Here is the full quilt, very large 104" x 108" with a variety of signatures/names from Philadelphia, PA and the Welsh Quaker town of Gwynedd, also Bristol, Bucks Co, Montgomery etc.   Some of the surnames are Green, Simmers, Foulke, Lukens, Jones, Downing, Huffnagle.  Based on Quaker meeting records, I have confirmed that this is a Quaker quilt.  And the surnames and Quaker style dating method on blocks, also support this conclusion.

Monday, December 26, 2016

1858 Quilt from New York Day 26

An amazing quilt full of LOVE! Made in 1858 for Sister Esther McAllister, a Sunday School teacher in New York City. She was one of the founders of the Methodist Episcopal Sunday School program and her husband was the Reverend at the time of the Willet Street ME Church.

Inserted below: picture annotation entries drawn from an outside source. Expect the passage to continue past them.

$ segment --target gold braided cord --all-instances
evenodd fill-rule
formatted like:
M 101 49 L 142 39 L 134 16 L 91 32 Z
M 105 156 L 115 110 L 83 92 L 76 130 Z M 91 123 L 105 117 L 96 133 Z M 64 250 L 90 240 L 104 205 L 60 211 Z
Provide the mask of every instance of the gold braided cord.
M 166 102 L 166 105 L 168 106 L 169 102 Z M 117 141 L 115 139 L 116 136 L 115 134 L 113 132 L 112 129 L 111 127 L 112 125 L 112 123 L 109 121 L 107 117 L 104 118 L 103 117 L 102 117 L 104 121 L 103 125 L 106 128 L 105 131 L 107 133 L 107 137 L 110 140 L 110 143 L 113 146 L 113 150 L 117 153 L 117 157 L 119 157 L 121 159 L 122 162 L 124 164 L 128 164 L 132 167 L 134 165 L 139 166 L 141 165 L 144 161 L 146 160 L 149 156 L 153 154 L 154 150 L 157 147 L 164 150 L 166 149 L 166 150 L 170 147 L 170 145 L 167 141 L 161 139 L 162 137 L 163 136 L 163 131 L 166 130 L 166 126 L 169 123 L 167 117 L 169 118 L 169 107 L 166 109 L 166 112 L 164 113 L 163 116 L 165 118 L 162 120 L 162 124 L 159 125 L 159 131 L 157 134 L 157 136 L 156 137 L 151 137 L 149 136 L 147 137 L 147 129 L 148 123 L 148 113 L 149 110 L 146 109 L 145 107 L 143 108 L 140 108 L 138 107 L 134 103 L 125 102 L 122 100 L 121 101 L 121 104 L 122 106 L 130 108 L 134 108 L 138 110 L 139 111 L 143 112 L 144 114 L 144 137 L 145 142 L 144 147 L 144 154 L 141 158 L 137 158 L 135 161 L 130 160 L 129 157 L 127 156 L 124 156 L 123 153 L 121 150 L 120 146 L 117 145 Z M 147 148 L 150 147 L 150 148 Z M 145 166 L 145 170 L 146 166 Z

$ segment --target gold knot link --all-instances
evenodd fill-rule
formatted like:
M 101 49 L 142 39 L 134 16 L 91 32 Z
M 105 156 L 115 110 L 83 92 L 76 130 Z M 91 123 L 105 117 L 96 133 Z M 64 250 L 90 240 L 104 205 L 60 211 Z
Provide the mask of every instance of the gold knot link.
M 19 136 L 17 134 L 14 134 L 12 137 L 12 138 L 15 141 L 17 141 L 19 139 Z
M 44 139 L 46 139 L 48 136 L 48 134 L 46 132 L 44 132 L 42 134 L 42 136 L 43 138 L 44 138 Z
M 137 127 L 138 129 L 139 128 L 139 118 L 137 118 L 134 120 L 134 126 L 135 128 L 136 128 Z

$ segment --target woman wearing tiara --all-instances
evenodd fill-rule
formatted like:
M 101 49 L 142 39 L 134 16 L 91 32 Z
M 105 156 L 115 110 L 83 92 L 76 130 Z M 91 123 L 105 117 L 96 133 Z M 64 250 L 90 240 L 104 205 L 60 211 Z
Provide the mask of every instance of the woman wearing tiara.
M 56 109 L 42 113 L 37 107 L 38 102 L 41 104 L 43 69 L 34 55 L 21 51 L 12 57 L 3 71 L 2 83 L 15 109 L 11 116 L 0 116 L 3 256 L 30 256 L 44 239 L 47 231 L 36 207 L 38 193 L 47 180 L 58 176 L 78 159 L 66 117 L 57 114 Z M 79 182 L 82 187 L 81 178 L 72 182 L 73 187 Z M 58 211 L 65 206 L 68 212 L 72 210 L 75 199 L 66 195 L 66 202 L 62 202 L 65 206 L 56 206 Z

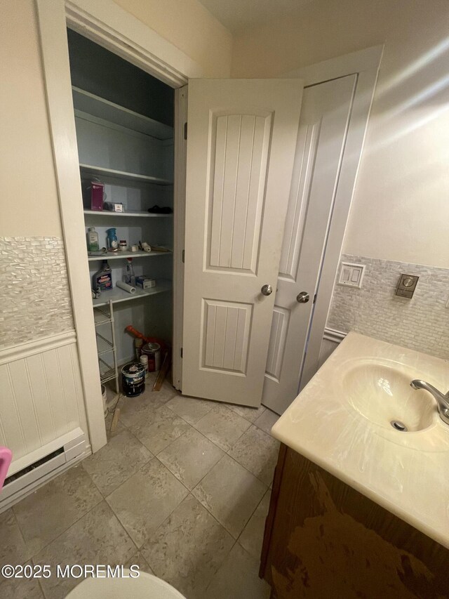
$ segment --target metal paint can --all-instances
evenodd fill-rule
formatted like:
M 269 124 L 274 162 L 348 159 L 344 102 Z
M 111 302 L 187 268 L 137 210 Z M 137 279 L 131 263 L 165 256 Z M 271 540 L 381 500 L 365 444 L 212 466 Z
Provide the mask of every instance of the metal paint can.
M 161 345 L 159 343 L 147 343 L 142 348 L 142 353 L 148 356 L 149 372 L 161 368 Z
M 133 362 L 121 369 L 121 385 L 127 397 L 137 397 L 145 390 L 145 369 Z

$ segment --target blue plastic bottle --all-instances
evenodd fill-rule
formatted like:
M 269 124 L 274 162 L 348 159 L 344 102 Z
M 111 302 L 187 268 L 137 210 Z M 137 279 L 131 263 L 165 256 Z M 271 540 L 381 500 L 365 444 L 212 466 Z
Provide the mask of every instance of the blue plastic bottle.
M 107 237 L 106 238 L 107 249 L 113 251 L 116 251 L 119 249 L 119 240 L 117 239 L 115 232 L 116 229 L 107 229 L 106 231 L 107 233 Z

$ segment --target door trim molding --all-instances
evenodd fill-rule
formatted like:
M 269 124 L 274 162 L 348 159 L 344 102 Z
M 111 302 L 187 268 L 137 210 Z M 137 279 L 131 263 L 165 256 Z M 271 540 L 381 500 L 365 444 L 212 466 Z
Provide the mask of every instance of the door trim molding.
M 199 65 L 112 0 L 34 0 L 82 390 L 93 452 L 106 443 L 72 99 L 66 27 L 178 87 Z M 174 282 L 175 284 L 175 282 Z
M 333 341 L 334 343 L 341 343 L 347 335 L 347 333 L 344 333 L 342 331 L 337 331 L 336 329 L 328 329 L 326 327 L 324 329 L 323 338 L 327 339 L 328 341 Z
M 173 88 L 201 77 L 199 65 L 111 0 L 66 0 L 67 25 Z
M 307 87 L 330 79 L 357 74 L 344 153 L 325 246 L 319 292 L 309 325 L 307 352 L 303 357 L 298 392 L 309 382 L 319 368 L 320 348 L 330 307 L 383 48 L 383 46 L 373 46 L 290 71 L 286 75 L 303 78 Z

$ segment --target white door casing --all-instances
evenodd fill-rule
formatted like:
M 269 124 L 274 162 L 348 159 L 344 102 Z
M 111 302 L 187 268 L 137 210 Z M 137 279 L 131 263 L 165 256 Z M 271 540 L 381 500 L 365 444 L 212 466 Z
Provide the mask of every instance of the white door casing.
M 182 393 L 260 403 L 302 84 L 189 83 Z
M 348 75 L 304 92 L 262 395 L 279 414 L 298 393 L 356 81 Z M 297 301 L 302 291 L 307 303 Z

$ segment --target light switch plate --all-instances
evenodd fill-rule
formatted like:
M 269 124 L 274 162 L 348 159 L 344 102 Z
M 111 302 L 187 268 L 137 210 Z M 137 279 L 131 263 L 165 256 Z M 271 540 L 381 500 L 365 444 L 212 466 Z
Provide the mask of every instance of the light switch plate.
M 351 264 L 349 262 L 342 262 L 338 275 L 338 284 L 346 285 L 347 287 L 361 289 L 362 280 L 365 274 L 364 264 Z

The quilt is full of love as shown by the heart motifs (both visible and hidden) and the loving sentiments written in the quilt blocks.



Sunday, December 25, 2016

Christmas Rose, Day 25

A charming Rose of Sharon/Whig's Defeat c. 1850 with wonderful triple rod quilting. Adore the border baskets. Starley Antique Quilt Collection

 Detail with the triple rod (three line) quilting and charming cheddar and red flower.

Look closely and the very busy design will reveal itself as a 9 block Whig's Defeat set together with very little breathing room or negative space.


Saturday, December 24, 2016

Star of Bethlehem Day 24

'O Holy Night, the stars are brightly shining.


Bethlehem Star, circa 1850 from Pennsylvania.  One can't help but smile when looking at this quilt!  Part of my antique quilt trunk show, Quilt Masterpieces.
From the eBay listing: "An amazing rising sun quilt with satellite stars and deep blue print background. I love the way this quilt was designed with the blue background. The center star floats against a blue background sky."

Note:  the quilt top is from around 1850 BUT it was finished much more recently probably in the 1940's or 50's.  That is when it acquired that wild yellow backing.